Presepe Vivente Canale Monterano

C'era una volta

La nostra storia

C’era una volta un Presepe Vivente in costume medievale e tra i ruderi di un antico feudo in rovina per qualche giorno si rivivevano scene di vita quotidiana dei tempi antichi. Si, c’era una volta, ma poi quella magica tradizione durata anni fu, per varie ragioni, abbandonata e quella fantastica magia si dissolse anno dopo anno fino a quasi scomparire, ma… due persone rivali in contrada, ma da sempre amici, ogni volta che si incontravano esprimevano il desiderio di ridare vita alla rappresentazione del Presepe vivente. Dagli oggi e pure domani, pensarono di fare un appello destinato ai compaesani, dove li invitavano a partecipare alla creazione di un comitato, avente lo scopo di ripristinare le condizioni che avrebbero permesso il ritorno di quella magica tradizione. Dapprima erano solo in due, poi in tre, in cinque e alla fine in undici, chiamiamoli “cavalieri medievali” visto il contesto, aderirono. Il primo passo quindi era stato fatto. Questo Comitato che alle origini, poteva definirsi solo “teorico”, iniziò a riunirsi per parlare di tutto ciò che sarebbe potuto servire per ridare vita al presepe ed identificarono tre punti basilari su cui si sarebbe basato il lavoro del gruppo. Il primo era trovare, cosa non da poco, le necessarie risorse economiche, dato che già sapevano che i costi dell’ultima edizione di sei anni prima, erano stati piuttosto elevati. Il secondo era ottenere i permessi, in quanto si sarebbe dovuto operare in un contesto a dir poco complesso: Il Comune e l’Università Agraria sono entrambi proprietari del sito archeologico che, oltre a tutto, si trova su un’area protetta è gestita dal personale della Riserva Naturale di Monterano… si, in effetti il tutto sembrava abbastanza complicato dato che ci si doveva interfacciare con tre “enti” diversi.

Il terzo punto richiedeva il coinvolgimento delle persone e delle organizzazioni della comunità che avrebbero dovuto partecipare attivamente come attori protagonisti, sia in costume medievale che in abiti da lavoro… era difficile, parecchio difficile ma… Fortunatamente gli incontri con l’amministrazione Comunale, l’Università Agraria e la Direzione della Riserva Naturale di Monterano diedero immediatamente i risultati in cui tutti speravano…collaborazione totale, contributi per iniziare, supporto per l’ottenimento dei permessi necessari, disponibilità di mezzi, materiali e attrezzature per quanto possibile per i lavori che necessitava svolgere. Quindi i primi due obiettivi, solo dopo pochi incontri formali, erano stati raggiunti.
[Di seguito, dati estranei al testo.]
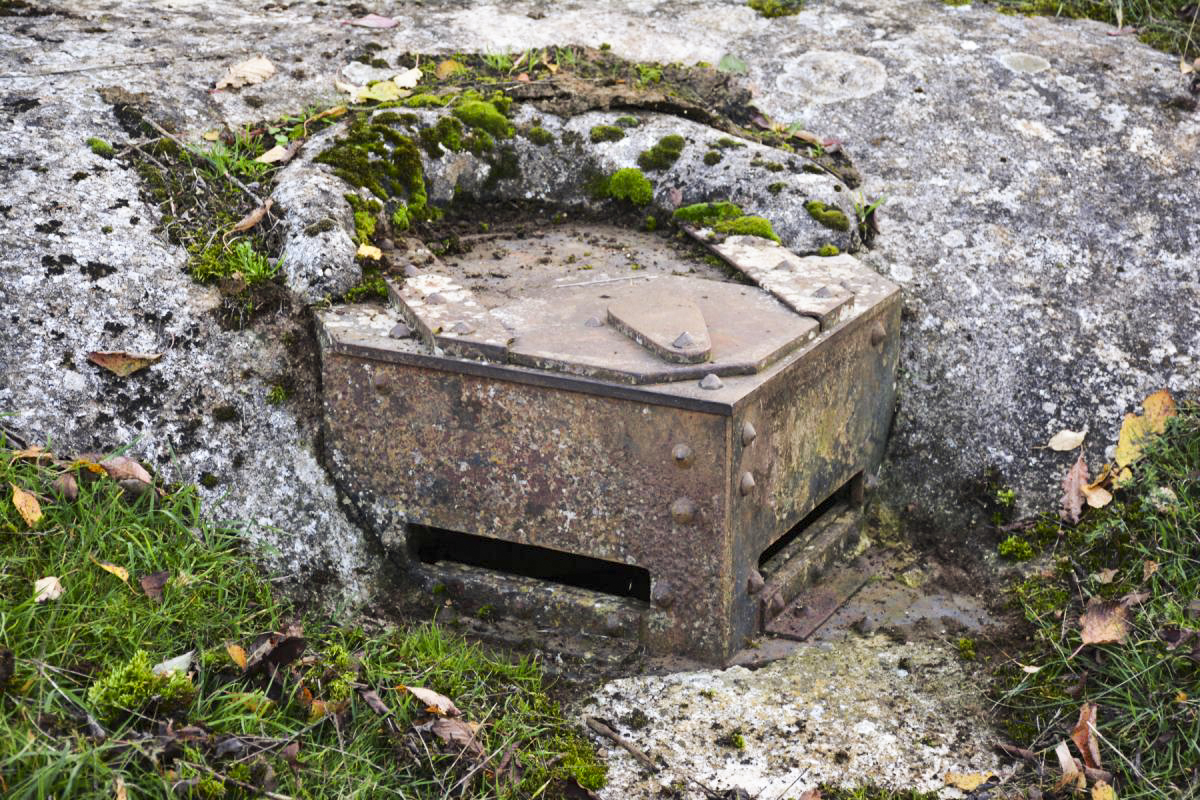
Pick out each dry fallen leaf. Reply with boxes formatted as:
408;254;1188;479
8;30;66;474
88;350;162;378
34;575;62;603
1079;597;1129;644
346;14;400;28
216;55;275;89
230;199;274;234
1060;452;1087;524
1046;428;1087;452
398;686;462;717
943;772;994;792
226;644;246;669
433;59;467;80
138;570;170;603
1070;703;1102;769
8;483;42;528
1141;559;1158;582
89;557;130;584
Ci furono altri incontri con le tante altre persone curiose e poi entusiaste dell’idea presepe, incontri che avvennero per strada o in un bar, così che la coesione diventava sempre più reale. Il terzo punto era il coinvolgimento della struttura sociale del paese: si parlò con le Contrade, la Pro Loco e le altre associazioni della comunità di Canale Monterano. Qui, si è faticato un pochino di più, ma nemmeno tanto… Mettere d’accordo tutti, specie le Contrade, che per antonomasia sono da sempre rivali in qualsiasi competizione, non sembrava semplice e invece, dopo qualche titubanza iniziale, tutti hanno accolto l’idea di unirsi per ridare vita tutti insieme, al Presepe vivente dell’Antica Monterano… Quel Castello che resisteva immerso nella natura selvaggia che lo avvolgeva, fu ed è il catalizzatore di questa bella storia di un Natale che vedrà tante persone diverse unirsi per lavorare assieme e creare nuovamente la magia.